O estradão atravessa uma zona praticamente virgem desta província a norte de Phnom Penh. Depois de alguns quilómetros chegamos a uma pequena vila onde paramos para obter mais informações. Seguimos por caminhos de terra cada vez mais estreitos até que as coisas se começaram a complicar no meio da floresta. Até aqui tinha sido uma papa. Agora temos um trilho com pedras, pedregulhos, buracos e árvores que não tem mais do que dois metros de largura e ainda para mais sempre a subir. O resto é floresta. Grau de dificuldade intenso portanto. Vamos todos com jeitinho a tentar escolher o melhor local para passar e atentos para não levarmos com um ramo na cabeça. Não fora o capacete e eu talvez a esta hora ainda ali estivesse a jazer com um bambu escarrapachado na fronte. O trilho parece que nunca mais acaba. Finalmente depois de alguns quilómetros intensos lá chegamos ao tão desejado destino, umas quedas de água perdidas na floresta.

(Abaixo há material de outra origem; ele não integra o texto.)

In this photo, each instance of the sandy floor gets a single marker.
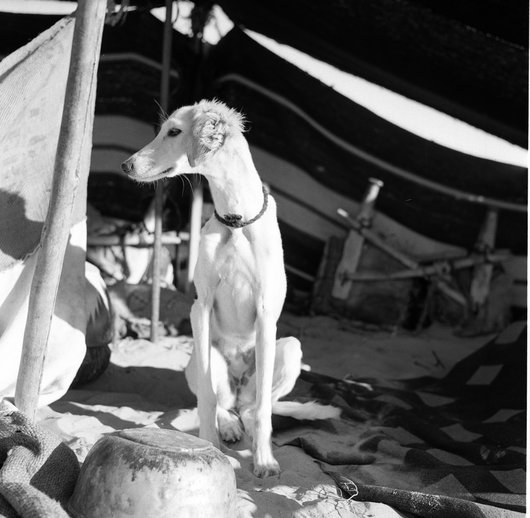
(145, 386)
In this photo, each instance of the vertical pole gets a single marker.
(159, 193)
(75, 127)
(197, 188)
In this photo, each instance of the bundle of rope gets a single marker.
(38, 472)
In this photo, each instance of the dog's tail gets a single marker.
(305, 411)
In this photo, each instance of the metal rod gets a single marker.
(76, 125)
(137, 241)
(159, 193)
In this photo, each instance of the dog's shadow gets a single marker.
(146, 389)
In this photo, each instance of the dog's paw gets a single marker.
(210, 435)
(270, 468)
(230, 427)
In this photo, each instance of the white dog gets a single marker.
(240, 282)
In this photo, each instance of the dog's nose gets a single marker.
(128, 166)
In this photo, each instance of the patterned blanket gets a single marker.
(453, 447)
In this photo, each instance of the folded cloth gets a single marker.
(37, 471)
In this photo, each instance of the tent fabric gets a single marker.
(288, 147)
(468, 60)
(433, 448)
(281, 107)
(33, 85)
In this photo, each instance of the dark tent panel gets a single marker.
(433, 52)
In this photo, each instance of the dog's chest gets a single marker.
(235, 262)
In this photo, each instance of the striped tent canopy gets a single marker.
(317, 148)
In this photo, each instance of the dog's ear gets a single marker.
(208, 133)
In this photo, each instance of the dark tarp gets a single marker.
(467, 58)
(241, 75)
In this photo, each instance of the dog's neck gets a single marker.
(234, 182)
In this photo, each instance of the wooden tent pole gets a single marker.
(86, 43)
(159, 193)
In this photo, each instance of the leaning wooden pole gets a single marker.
(86, 43)
(159, 193)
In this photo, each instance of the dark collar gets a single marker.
(237, 221)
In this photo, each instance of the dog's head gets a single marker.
(189, 138)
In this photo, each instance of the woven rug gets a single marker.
(427, 447)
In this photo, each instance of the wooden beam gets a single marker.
(159, 193)
(75, 127)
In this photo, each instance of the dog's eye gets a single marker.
(173, 132)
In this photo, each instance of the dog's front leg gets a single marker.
(206, 398)
(264, 462)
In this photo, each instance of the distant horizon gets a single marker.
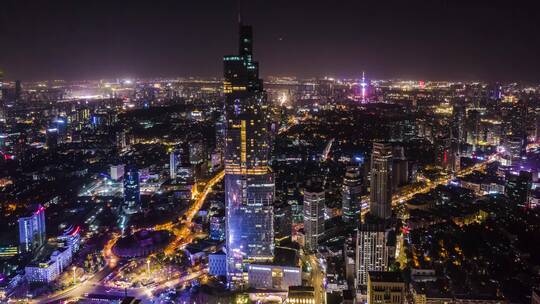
(265, 77)
(468, 40)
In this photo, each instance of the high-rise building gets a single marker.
(518, 187)
(385, 287)
(371, 251)
(351, 193)
(32, 233)
(380, 204)
(173, 163)
(132, 191)
(117, 172)
(313, 215)
(249, 182)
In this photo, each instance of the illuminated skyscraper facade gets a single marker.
(351, 193)
(249, 182)
(132, 191)
(32, 233)
(380, 204)
(313, 215)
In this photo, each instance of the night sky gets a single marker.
(432, 39)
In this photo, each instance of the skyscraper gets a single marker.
(32, 233)
(249, 182)
(313, 215)
(132, 191)
(351, 193)
(371, 251)
(380, 204)
(518, 187)
(173, 163)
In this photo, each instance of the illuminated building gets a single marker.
(381, 181)
(71, 238)
(313, 215)
(32, 233)
(514, 148)
(518, 187)
(273, 277)
(197, 153)
(132, 191)
(217, 227)
(8, 251)
(385, 288)
(371, 251)
(117, 172)
(52, 139)
(249, 183)
(46, 272)
(351, 192)
(301, 295)
(173, 163)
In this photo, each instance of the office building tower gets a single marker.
(249, 182)
(385, 287)
(49, 270)
(313, 215)
(380, 204)
(18, 90)
(283, 221)
(371, 251)
(514, 148)
(132, 191)
(217, 227)
(117, 172)
(173, 163)
(52, 139)
(301, 295)
(32, 233)
(351, 193)
(197, 152)
(518, 187)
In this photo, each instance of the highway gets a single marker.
(94, 284)
(400, 198)
(182, 234)
(317, 279)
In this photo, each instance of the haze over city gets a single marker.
(438, 40)
(284, 152)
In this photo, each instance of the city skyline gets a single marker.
(233, 189)
(438, 40)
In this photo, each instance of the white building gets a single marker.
(49, 271)
(371, 251)
(274, 277)
(117, 171)
(313, 216)
(32, 234)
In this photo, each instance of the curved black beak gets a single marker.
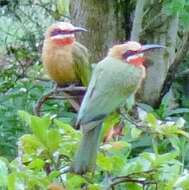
(79, 29)
(149, 47)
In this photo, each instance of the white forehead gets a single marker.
(64, 25)
(132, 45)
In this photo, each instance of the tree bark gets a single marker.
(105, 22)
(160, 29)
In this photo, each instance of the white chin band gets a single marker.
(61, 36)
(135, 56)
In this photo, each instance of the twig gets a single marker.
(52, 95)
(126, 179)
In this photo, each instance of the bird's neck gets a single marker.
(64, 42)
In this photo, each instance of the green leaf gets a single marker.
(104, 162)
(36, 164)
(133, 186)
(66, 128)
(94, 187)
(63, 7)
(30, 144)
(3, 174)
(54, 140)
(109, 122)
(136, 165)
(177, 111)
(150, 118)
(75, 182)
(40, 128)
(173, 7)
(183, 182)
(135, 132)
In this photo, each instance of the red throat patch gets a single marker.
(137, 61)
(64, 42)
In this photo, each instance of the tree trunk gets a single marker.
(105, 22)
(161, 29)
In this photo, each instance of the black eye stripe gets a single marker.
(58, 31)
(129, 53)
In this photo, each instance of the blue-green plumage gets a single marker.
(113, 80)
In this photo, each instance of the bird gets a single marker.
(65, 60)
(114, 79)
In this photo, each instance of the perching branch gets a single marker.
(53, 95)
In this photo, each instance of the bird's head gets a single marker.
(62, 33)
(132, 52)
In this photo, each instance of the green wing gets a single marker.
(82, 66)
(112, 82)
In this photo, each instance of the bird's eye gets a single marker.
(129, 53)
(56, 32)
(59, 31)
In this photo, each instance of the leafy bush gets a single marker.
(151, 155)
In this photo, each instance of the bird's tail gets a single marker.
(76, 101)
(85, 158)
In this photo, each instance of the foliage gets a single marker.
(152, 155)
(149, 154)
(21, 77)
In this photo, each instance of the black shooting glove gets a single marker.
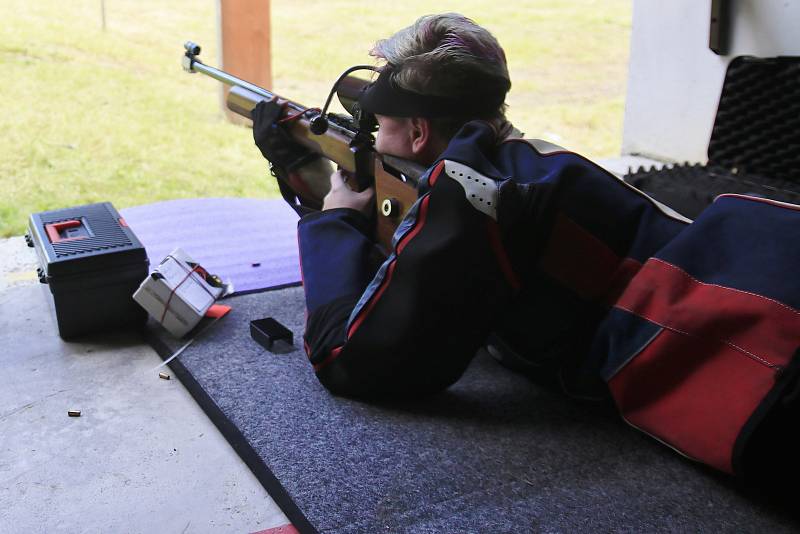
(284, 154)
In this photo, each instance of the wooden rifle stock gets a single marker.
(395, 180)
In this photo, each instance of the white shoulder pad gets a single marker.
(482, 192)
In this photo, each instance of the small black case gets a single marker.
(92, 263)
(267, 331)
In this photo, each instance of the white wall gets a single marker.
(675, 79)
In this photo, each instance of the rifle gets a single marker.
(345, 140)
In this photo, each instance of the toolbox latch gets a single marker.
(70, 230)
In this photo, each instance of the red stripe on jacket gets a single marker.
(420, 222)
(584, 264)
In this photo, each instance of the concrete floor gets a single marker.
(142, 457)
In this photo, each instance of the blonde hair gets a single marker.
(447, 55)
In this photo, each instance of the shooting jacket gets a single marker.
(691, 327)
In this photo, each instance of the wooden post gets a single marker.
(245, 48)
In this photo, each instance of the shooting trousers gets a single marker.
(692, 327)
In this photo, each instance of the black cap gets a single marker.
(385, 97)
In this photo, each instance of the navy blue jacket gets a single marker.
(578, 274)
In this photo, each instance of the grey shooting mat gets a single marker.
(493, 453)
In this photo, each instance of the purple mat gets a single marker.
(252, 243)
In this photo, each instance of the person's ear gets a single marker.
(420, 135)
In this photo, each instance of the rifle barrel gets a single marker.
(229, 79)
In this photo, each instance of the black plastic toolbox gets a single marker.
(92, 263)
(754, 147)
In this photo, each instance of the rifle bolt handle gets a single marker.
(390, 207)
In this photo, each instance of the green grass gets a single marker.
(90, 115)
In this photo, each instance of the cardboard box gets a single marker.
(176, 293)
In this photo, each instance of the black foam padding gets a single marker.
(689, 189)
(754, 147)
(757, 127)
(494, 453)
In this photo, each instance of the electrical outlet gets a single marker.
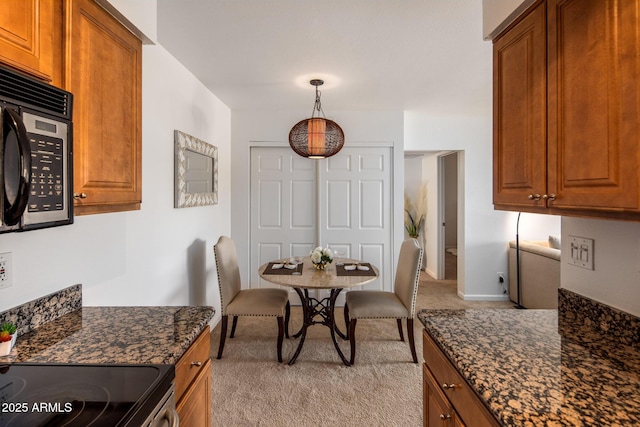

Longe dos olhares dos turistas e também dos locais, poucos Khmers sabem da existência deste local. O Pr. Lim já tinha cá vindo em tempos idos mas nem ele já sabia muito bem como cá chegar. Mas essa é parte da beleza deste local. Somos os únicos ali e quando desligamos os motores das motas conseguimos finalmente ouvir o som da água a correr montanha abaixo. É tempo para relaxarmos. Descemos até a um dos níveis das quedas de água e depois foi o que se pode imaginar. Alguns rapazes até trouxeram sabonete para se lavarem como deve ser. A água fresca sabe mesmo bem depois de uma manhã calorenta em cima da mota. Andamos por ali a chafurdar durante algum tempo e depois almoçamos também por ali. O restaurante foi uma das rochas por cima de uma das lagoas, com 3 estrelas Michelin. O menu, esse foi o farnel que trouxemos de casa. Um cenário perfeito para uma viagem épica que ainda estava longe de terminar.

Depois do almoço e do banho é hora de voltar à estrada. O que já não nos queremos lembrar é que daqui até chegar à estrada ainda temos uma longa odisseia pela frente, desta vez no sentindo descendente. Passadas mais algumas dificuldades ultrapassadas com mestria, modéstia à parte, chegamos à planície. Agora para o regresso traçamos uma rota por estradas e caminhos ainda não explorados para quebrar a monotonia. São por volta das 01:00 Pm quando partimos na direção de Phnom Penh mas ainda estamos muito longe. Pelo caminho ainda houve oportunidade de comer muito pó.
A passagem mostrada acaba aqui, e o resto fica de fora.